Se pensiamo all’ipnosi come a una tecnica un po’ stregonesca e un po’ cialtrona per imbambolare un individuo allo scopo di costringerlo ad assecondare ogni richiesta dell’ipnotizzatore siamo decisamente fuori strada. O meglio, la nostra errata concezione si basa su antichi pregiudizi, confermati dai fumetti e dai film, che in parte continuano a impedire, soprattutto in Italia, la diffusione di questa efficace terapia praticata specialmente per aumentare le prestazioni sportive di un atleta, per supportare interventi psicologici ed educativi, o per favorire l’abbandono della sigaretta o della bottiglia…

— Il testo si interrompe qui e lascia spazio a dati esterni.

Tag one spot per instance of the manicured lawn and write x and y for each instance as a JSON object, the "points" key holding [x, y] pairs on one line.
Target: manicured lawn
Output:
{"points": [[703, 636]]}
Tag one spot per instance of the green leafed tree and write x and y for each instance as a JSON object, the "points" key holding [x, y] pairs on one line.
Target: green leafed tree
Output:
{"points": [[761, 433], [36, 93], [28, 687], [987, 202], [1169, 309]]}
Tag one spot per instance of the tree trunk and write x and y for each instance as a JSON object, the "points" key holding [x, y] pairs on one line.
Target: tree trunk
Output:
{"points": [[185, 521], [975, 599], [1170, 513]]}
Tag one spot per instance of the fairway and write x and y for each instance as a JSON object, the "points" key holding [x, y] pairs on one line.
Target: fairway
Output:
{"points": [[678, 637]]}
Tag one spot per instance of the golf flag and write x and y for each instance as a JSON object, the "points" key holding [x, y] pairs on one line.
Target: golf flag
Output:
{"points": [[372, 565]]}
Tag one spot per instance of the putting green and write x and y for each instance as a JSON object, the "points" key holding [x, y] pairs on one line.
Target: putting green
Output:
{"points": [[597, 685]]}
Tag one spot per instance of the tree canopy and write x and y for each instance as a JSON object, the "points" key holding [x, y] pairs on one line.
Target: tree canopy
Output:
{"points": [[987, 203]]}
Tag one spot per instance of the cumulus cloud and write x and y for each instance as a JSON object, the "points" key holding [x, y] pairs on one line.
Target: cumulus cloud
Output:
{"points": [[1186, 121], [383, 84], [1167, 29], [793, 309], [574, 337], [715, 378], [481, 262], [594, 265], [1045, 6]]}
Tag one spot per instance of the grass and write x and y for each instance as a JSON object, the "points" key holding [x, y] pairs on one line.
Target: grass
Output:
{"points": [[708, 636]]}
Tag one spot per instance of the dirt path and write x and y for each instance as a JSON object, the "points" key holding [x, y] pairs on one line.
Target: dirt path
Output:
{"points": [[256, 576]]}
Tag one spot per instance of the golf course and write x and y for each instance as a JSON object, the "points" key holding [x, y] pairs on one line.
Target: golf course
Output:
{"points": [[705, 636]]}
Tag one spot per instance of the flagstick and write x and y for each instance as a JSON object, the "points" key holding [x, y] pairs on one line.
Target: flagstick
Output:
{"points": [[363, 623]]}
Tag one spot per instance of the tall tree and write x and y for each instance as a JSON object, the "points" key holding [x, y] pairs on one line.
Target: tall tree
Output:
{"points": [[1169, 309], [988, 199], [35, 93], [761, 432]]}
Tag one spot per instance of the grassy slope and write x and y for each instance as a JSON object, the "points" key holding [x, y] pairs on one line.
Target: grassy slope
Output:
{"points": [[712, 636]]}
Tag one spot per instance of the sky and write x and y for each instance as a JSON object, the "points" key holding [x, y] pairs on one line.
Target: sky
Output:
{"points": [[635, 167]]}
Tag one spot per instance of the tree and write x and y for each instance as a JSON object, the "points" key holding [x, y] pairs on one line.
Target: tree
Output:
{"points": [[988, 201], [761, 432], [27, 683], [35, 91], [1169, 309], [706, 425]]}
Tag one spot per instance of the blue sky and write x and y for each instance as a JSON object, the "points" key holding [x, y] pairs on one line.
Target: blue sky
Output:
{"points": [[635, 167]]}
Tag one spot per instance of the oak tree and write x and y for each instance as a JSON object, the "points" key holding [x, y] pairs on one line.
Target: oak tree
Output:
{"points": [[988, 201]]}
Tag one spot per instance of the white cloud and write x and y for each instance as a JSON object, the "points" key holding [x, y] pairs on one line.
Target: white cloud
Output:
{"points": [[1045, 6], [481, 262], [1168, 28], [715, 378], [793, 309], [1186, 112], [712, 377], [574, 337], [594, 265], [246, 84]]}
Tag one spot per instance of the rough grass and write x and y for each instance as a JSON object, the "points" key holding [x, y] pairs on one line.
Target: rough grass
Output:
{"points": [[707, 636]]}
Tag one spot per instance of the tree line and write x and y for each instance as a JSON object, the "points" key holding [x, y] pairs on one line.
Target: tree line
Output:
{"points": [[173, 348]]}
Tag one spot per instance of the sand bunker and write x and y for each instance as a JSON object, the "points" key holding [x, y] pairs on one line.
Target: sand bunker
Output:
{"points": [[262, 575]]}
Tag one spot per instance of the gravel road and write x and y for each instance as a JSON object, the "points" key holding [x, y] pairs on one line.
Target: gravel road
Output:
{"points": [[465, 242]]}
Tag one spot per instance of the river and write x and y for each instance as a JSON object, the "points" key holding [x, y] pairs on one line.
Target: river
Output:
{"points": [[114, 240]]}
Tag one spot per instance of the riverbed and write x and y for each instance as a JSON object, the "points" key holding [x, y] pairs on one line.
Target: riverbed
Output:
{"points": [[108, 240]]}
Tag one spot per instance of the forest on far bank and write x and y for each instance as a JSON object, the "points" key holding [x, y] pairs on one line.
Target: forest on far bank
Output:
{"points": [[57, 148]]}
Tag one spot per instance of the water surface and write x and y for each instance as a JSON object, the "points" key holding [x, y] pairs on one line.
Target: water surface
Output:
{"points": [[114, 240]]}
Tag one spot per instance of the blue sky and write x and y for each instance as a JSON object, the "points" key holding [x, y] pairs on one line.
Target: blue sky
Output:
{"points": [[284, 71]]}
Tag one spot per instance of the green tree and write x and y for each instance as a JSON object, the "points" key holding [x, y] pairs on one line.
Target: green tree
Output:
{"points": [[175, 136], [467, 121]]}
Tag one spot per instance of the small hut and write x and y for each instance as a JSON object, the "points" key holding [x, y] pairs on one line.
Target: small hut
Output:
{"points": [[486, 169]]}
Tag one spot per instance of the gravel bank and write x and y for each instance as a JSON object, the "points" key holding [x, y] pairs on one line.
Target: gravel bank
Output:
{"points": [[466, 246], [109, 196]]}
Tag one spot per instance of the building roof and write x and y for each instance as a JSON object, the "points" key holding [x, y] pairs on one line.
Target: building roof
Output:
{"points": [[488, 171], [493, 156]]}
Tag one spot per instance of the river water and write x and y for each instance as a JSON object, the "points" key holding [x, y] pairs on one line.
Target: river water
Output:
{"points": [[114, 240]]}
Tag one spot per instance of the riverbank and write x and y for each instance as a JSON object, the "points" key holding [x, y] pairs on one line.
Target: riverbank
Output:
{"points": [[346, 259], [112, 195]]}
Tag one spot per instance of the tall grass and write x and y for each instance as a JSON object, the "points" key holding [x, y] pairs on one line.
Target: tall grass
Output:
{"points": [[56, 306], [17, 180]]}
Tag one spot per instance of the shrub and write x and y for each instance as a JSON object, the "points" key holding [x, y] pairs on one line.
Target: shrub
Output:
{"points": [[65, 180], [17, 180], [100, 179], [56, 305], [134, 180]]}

In realtà, l’ipnosi è una forma di comunicazione che aiuta a cercare dentro se stessi quelle risorse utili al superamento di alcune difficoltà di ordine psicologico o pratico. E l’ipnotista, da non confondersi con lo psicanalista, è colui che aiuta la persona in difficoltà mediante il recupero delle proprie potenzialità interiori. Detto ciò risulta più semplice comprendere le ragioni del prepotente successo de L’ipnotista, il best seller di Lars Kepler tradotto in 34 lingue, edito in Italia – dove ha venduto 350.000 copie – e ristampato da Longanesi in un nuovo formato in occasione dell’uscita (11 aprile) del film omonimo.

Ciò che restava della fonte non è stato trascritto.